Political satire is one of the wonderful aspects of a society that believes in freedom of expression.  I am a big fan of this type of humor in general, and Jon Stewart and Stephen Colbert on their respective shows in particular.  As much as I enjoy his show, however, Stewart occasionally departs from satire and attempts to teach his impressionable audience lessons in how the American political system works.  Take this particularly egregious clip, for example:

I would argue that hypocritical commentators like Sean Hannity should spend less time worrying about President Obama becoming a tyrant and more time repenting for their own roles in elevating the former president to a similar level.
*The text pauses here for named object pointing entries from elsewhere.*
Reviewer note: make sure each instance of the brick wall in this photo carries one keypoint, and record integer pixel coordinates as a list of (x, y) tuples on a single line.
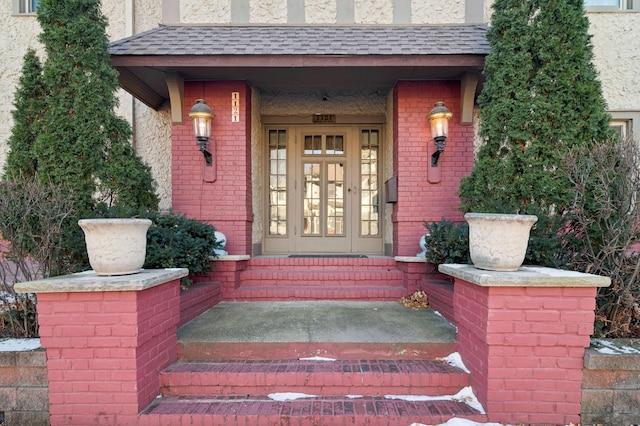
[(24, 397), (226, 202), (418, 199), (525, 348), (202, 295), (105, 350)]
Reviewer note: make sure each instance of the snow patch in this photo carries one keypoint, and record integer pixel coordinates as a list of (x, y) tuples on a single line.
[(17, 345), (461, 422), (455, 360), (465, 395), (317, 358), (289, 396), (610, 348)]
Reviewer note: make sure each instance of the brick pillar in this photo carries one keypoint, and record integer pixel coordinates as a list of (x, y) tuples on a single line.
[(418, 199), (107, 339), (523, 336), (225, 202)]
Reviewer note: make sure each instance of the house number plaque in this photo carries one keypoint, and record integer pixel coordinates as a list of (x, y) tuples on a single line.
[(235, 107), (324, 118)]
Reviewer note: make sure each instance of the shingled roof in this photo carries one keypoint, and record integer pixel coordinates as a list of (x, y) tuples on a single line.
[(289, 56), (306, 40)]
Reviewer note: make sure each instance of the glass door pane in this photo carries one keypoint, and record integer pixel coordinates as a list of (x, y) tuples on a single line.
[(335, 199), (369, 189), (311, 199)]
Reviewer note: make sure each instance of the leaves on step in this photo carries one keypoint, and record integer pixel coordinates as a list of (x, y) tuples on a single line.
[(415, 301)]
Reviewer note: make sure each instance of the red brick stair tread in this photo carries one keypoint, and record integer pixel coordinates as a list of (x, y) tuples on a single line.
[(198, 409), (368, 377), (316, 366)]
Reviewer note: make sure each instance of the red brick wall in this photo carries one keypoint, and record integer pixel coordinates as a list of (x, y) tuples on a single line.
[(525, 349), (226, 202), (105, 351), (419, 200)]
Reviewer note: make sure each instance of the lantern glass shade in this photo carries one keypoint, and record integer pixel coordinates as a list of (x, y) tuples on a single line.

Nonetheless, that does not change the fact that this country is not ruled by a majority dominating the minority; it is not a democracy and no level of support gives any president the right to violate the Constitution as he pleases. Stewart, as well as many other democracy-loving Americans, should take the time to read the following quote from Enlightenment philosopher Immanuel Kant, who said

Of the three forms of sovereignty, democracy, in the truest sense of the word, is necessarily a despotism, because  it establishes an executive power through which all the citizens may make decisions about (and indeed against) the single individual without his consent, so that decisions are made by all the people and yet not by all the people; and this means that the general will is in contradiction with itself, and thus also with freedom.